鉄の楔や木の楔を使って割る割り方は、石の目(石の節理の方向)を見ながら無理なく割る方法で、石の理にかなった科学的方法なのだが、近年その技を使える職人さんはほとんどいなくなってしまった。世界的に、削岩機(石に穴を開けるドリル)で穴を開けて、そこにドリル穴用の3枚の鉄の楔から成る「セリ矢」を入れて割る方法になってしまったのだ。これは石の目を注意深く見る必要の無いやり方で、ドリル穴の本数を増やせば、どんな方角だって割れるのだ。言い換えれば、ドリル穴で石を切って行くやり方に近い。
矢とセリ矢の違いについて。
要は、石の右と左を切り裂く方法なのだが、その時の力の伝わり方が微妙に違う。その違いが割れ方に大きな差を作るのだ。右の図を見ていただくと、微妙な違いが分かると思うのだが、矢の方は石の内部に染み込む方角に力が加わって、セリ矢の方は左右に離す方向に力が加わっているのが分かる。
この微妙な力の違いが、どう作用するかと言うと、セリ矢の方は左右に分断する力のみだから、石自体が持っていた傷や目の方角を拾い易いのだ。矢の方は、押し広げる方向に作用するから、矢を刺した方角にストレートに割れようとする。大きな巌を、4〜5cm大の小さな矢をもって両断する事が可能なのだ。
セリ矢のやり方は、石の質や堅さに関係なく、ドリルで穴を開けて、セリ矢を入れて叩くという誰でもできる方法なのだが、矢の方は石の科学を知っていなければちゃんと割れない。
石の質や堅さによって、矢の刃先の角度も微妙に違うのだ。という事は、矢の穴を開ける鑿の刃先角も微妙に違って来る。簡単に言うと、軟石ほど鈍角になる。
矢の使い方によって、割れ方が違う。
一個の石を何処で割るかによって、割れ方が違うのである。右の図-2を見ていただくと分かると思うのだが、石の中心で等割する場合は、ほぼ真直ぐに割れる。図-1の様に石の端を割ろうとする場合(左右の量のバランスが違う場合)は、必ず少ない方に逃げてしまう。これは割ろうとする石の左右の量のバランスで、必ず弱い方角に逃げてしまう石の科学性質なのだ。これを利用したものが、「cocoon」シリーズ 鱗状に組み上がった作品である。

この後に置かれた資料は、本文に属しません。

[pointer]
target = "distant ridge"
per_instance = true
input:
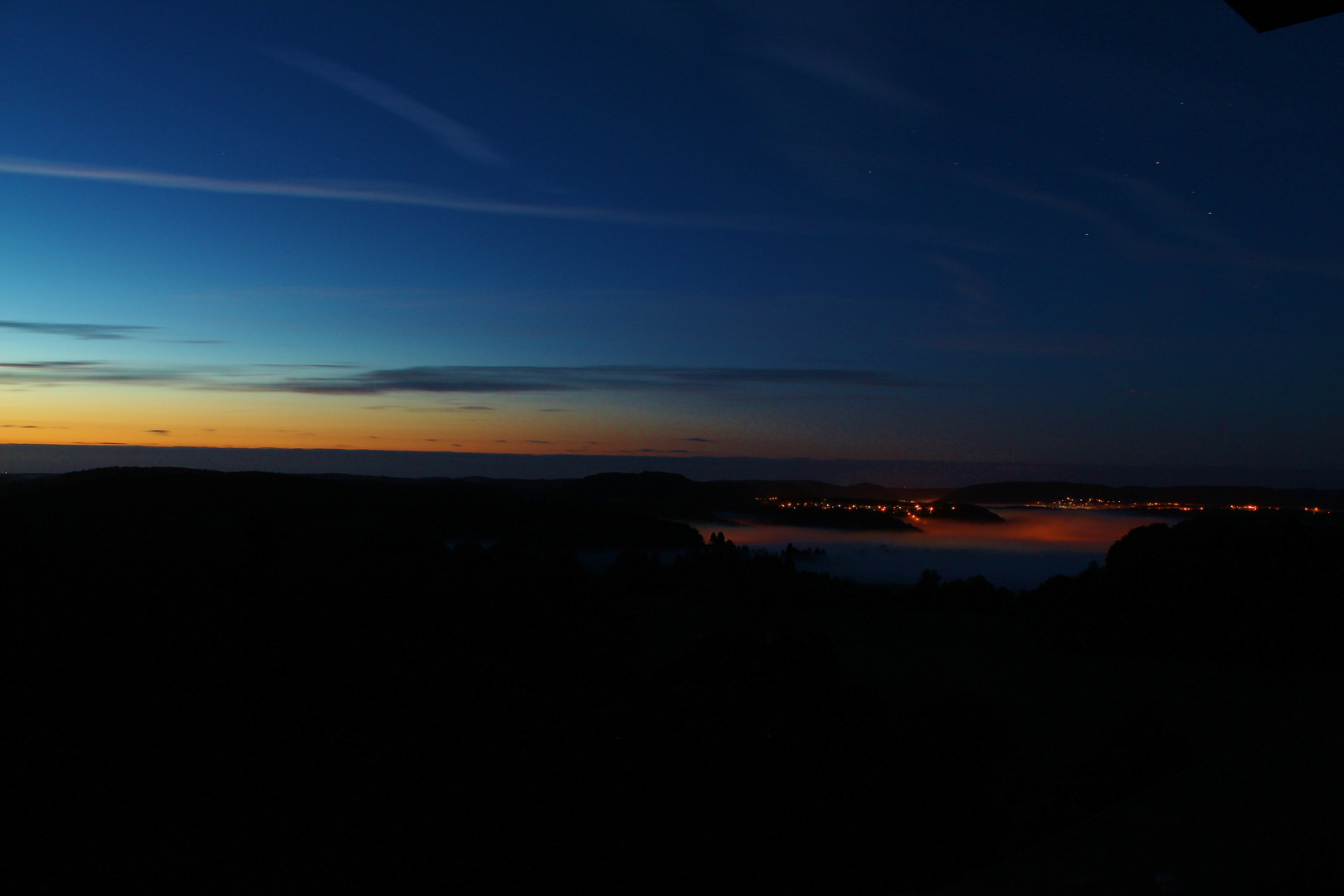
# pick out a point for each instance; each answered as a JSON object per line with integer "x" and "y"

とは言っても、石の端のほうを真直ぐに割りたい時がある。そんな時のために先人達は特殊なテクニックを編み出した。飛び矢というテクニックだ。矢の形も、刃先角が少し鈍角なものを使う。当然鑿の形も少し鈍角になる。説明が難しいのだが、矢穴に藁を少しだけ入れて、その藁の間に矢を掛ける。ハンマーで叩いた時、石には矢が食い込もうとする衝撃が一瞬掛かるが、矢は直ぐに飛び出てしまうのだ。そしてまた藁を少しだけ挟んで矢を掛けて、また飛んで行く。そうすると石の端にも関らず、弱い方向に逃げないでストレートに割れるのである。この飛び矢のテクニックは、実に的を得た石の科学なのだが、何故そうなるのをここで説明するのは紙面が足りないので、知りたい方は私に直接聞いて下さい。
図-3は、石の目に逆らうとちゃんと割れない説明図である。
点線は原石の形で、その原石から角を切り取って四角にした石を、中心で割る時の図である。石の目は点線の方角に流れている。その石の目を知らずに、等半割りをしようとすると、必ず石の目に沿って斜めに割れてしまうのだ。

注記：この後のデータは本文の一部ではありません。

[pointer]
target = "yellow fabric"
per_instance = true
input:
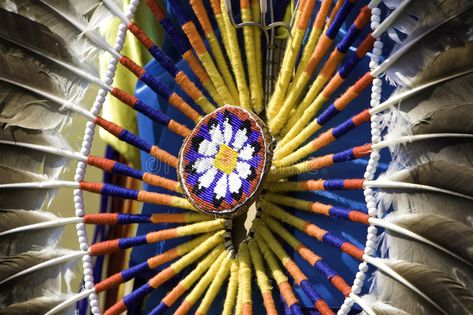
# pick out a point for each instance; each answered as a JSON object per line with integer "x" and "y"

石の目とは何なのか? 地殻で石が生成され、高圧に耐えて地殻岩盤を構成していた時の、生成課程と構成圧力方向で目が決まる。目には1の目、2の目、3の目(通常XYZ軸になっている)とある。一番割れやすい方向と、その、次に割れやすい方向、割れにくい方向とある。
何れにしても目に添わないと思った様に割れないのだが、石切り場の職人さんは、目の方向を完璧に知っているのだ。どういう状態で地殻から石が切り出されたかを知っているからだ。

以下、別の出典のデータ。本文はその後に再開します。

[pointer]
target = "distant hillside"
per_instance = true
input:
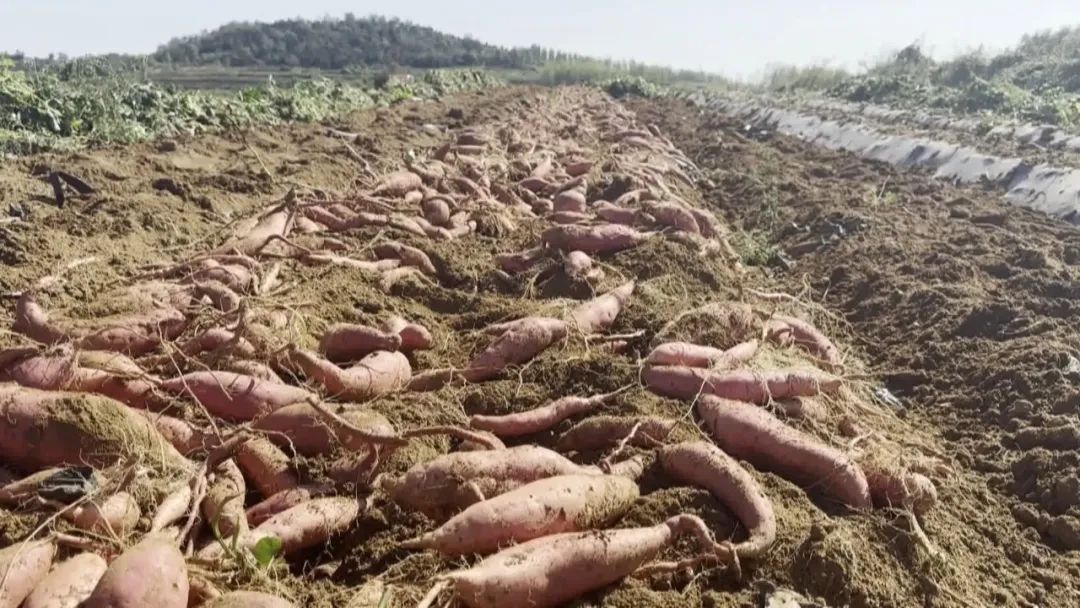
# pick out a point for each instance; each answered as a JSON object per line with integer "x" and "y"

石切り場から原石を運んで来ると、石切り場の状況は見えない。そんな中で、石の目をどう見て判断するのか? 先ずは、石切り場の職人さんが切り出した原石の四角になった状態を信じるのだ。これは先ず間違い無い。その中でも1の目・2の目・3の目をどう判断するのか? 割れ肌を見る。ガサガサになって割れているのは3の目、ヌルッとした方が1の目、中位が2の目なのだが、目を凝らして見ても分からない事がある。そんな時は目を閉じて素手で触るのだ。微妙な違いが手から伝わって来る。それを感じ信じるのだ。人間の感性は、どんなセンサーより優れている。
矢の作り方、鑿の作り方。
昨今の超硬金属(石用の鑿は超硬炭素鋼が主流)が横行する中で、矢と矢用の鑿は、未だに鉄鑿を鞴で焼いて叩いて焼き入れをする。3種類の刃先角度を持った鑿と、その刃先角に合せた矢を自分で作るしかないのだ。鑿は少し練習すれば、どうにか作れるようになるのだが、あの小さな矢をちゃんと作れるようになるには、かなりの時間が掛かるし想像を越えた作り方をするのだ。鑿と矢の焼きの入れ方も微妙に違うのだが、ここでの説明は長くなるので割愛する。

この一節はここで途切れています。